Ce n’est que le 1er mars 2019, soit il y a à peine quatre ans, que l’Académie française reconnaîtra les formes féminisées des noms de métiers et titres de fonctions.
Au Québec, c’est en 2020 que feront leur entrée les mots auteure et autrice dans le grand dictionnaire terminologique de l’Office québécois de la langue française. Il est normal qu’aujourd’hui on tende vers l’égalité des genres et cela ne se fera pas sans heurt.
Mais il faut reconnaître que notre société a énormément progressé.
Mais encore
Il me semble évident, surtout avec les nombreux exemples apportés par les auteurs, que le masculin n’est pas un genre neutre et que son utilisation peut oblitérer la présence féminine.
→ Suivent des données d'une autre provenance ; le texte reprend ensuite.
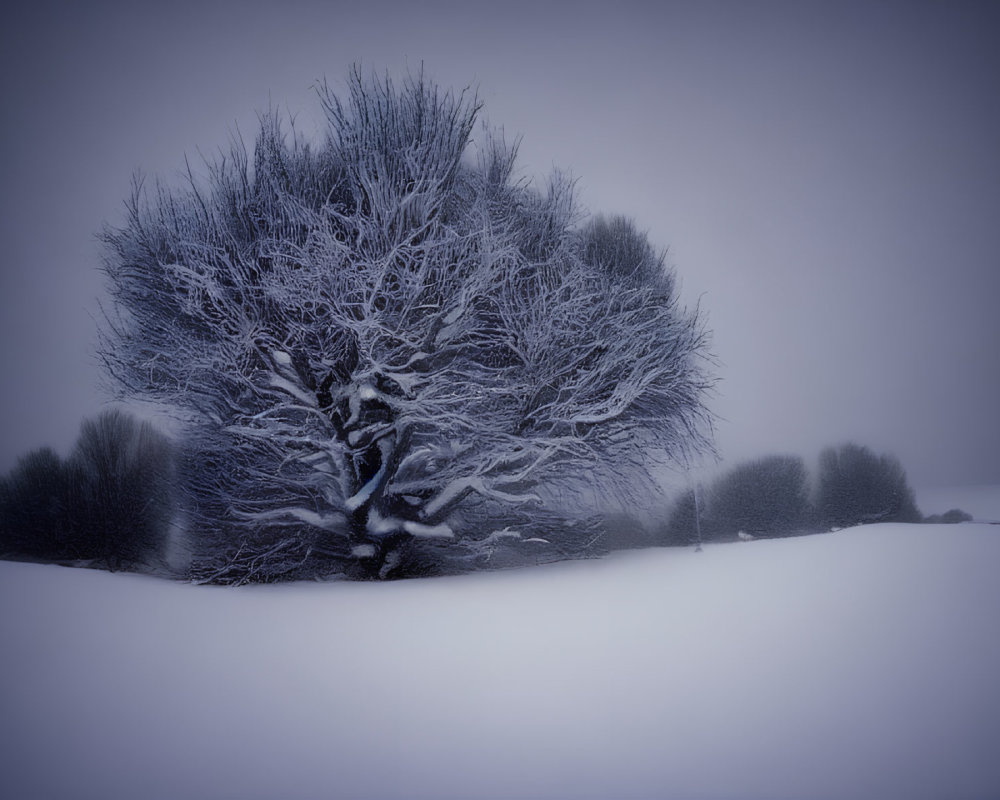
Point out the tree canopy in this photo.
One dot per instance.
(387, 339)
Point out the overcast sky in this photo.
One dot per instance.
(826, 177)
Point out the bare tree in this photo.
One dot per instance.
(386, 339)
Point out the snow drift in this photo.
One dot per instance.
(856, 664)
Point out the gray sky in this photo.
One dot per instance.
(826, 176)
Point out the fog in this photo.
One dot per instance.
(827, 180)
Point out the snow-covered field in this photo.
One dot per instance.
(864, 663)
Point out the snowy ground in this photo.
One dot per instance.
(857, 664)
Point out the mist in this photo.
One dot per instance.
(826, 180)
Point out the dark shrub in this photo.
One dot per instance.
(765, 497)
(122, 473)
(855, 487)
(949, 517)
(36, 514)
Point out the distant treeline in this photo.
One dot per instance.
(776, 496)
(112, 503)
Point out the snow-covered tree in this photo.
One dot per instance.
(388, 339)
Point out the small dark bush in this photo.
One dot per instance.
(110, 503)
(856, 487)
(36, 514)
(765, 497)
(123, 475)
(949, 517)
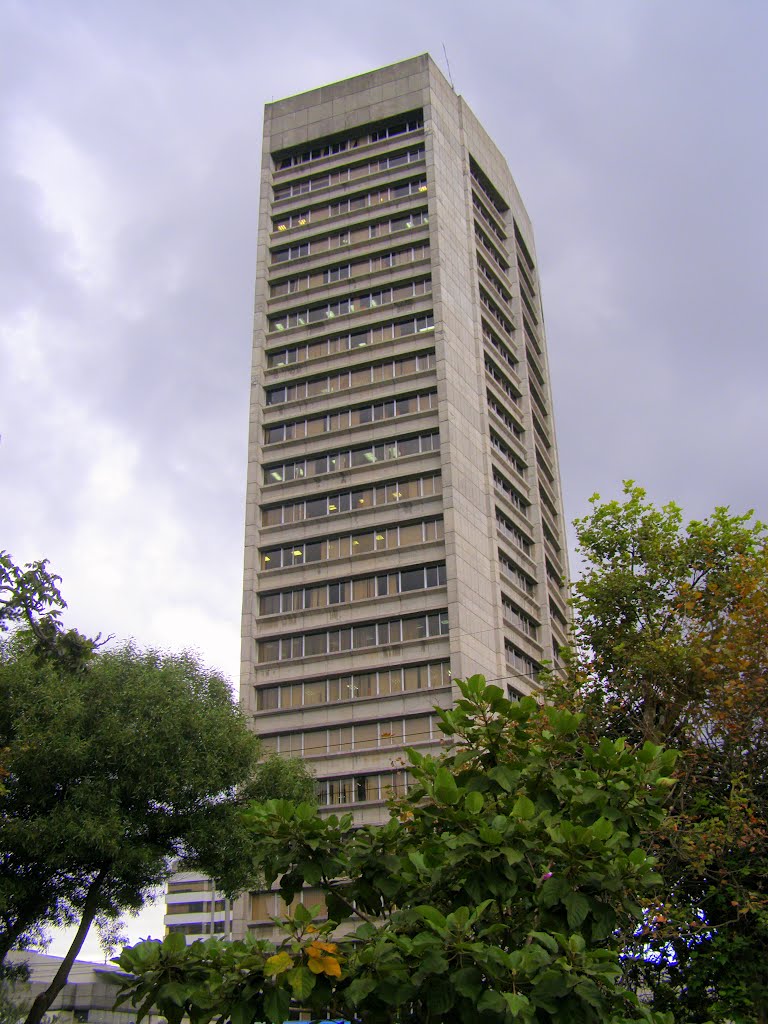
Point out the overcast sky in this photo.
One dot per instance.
(129, 160)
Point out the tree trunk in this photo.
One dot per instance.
(43, 1001)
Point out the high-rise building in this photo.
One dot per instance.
(403, 513)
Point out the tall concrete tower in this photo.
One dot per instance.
(404, 521)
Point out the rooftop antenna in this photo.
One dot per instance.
(448, 65)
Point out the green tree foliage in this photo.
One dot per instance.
(116, 762)
(671, 646)
(499, 890)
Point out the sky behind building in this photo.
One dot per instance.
(129, 163)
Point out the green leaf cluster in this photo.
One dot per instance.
(671, 621)
(499, 890)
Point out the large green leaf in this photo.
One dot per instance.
(578, 907)
(445, 788)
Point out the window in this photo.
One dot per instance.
(336, 273)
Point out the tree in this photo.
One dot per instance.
(498, 890)
(671, 645)
(117, 764)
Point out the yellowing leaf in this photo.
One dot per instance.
(279, 964)
(329, 947)
(331, 967)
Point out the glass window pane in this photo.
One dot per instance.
(267, 698)
(415, 677)
(363, 543)
(315, 742)
(411, 534)
(412, 580)
(365, 684)
(414, 629)
(364, 636)
(364, 589)
(314, 693)
(366, 734)
(417, 729)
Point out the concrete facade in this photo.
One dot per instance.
(404, 521)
Mais affirmer qu’il existe encore des petites filles qui « n’ont jamais lu ou entendu les féminins autrice, avocate, chirurgienne ou politicienne » me semble exagéré. Même constat avec le désir d’inclure des formulations langagières qui tiennent compte des personnes non binaires, comme autaire, iel, professionnèle, dans le but de « contrevenir à la binarité du genre grammatical et de suggérer l’existence d’autres genres dans la sphère sociale ». Jusqu’où cela s’arrêtera-t-il, est-on en droit de se demander ?
Existe-t-il des personnes bipolaires qui se disent non binaires un jour et qui affirment leur genre un autre jour ?
Bref, le débat est loin d’être terminé.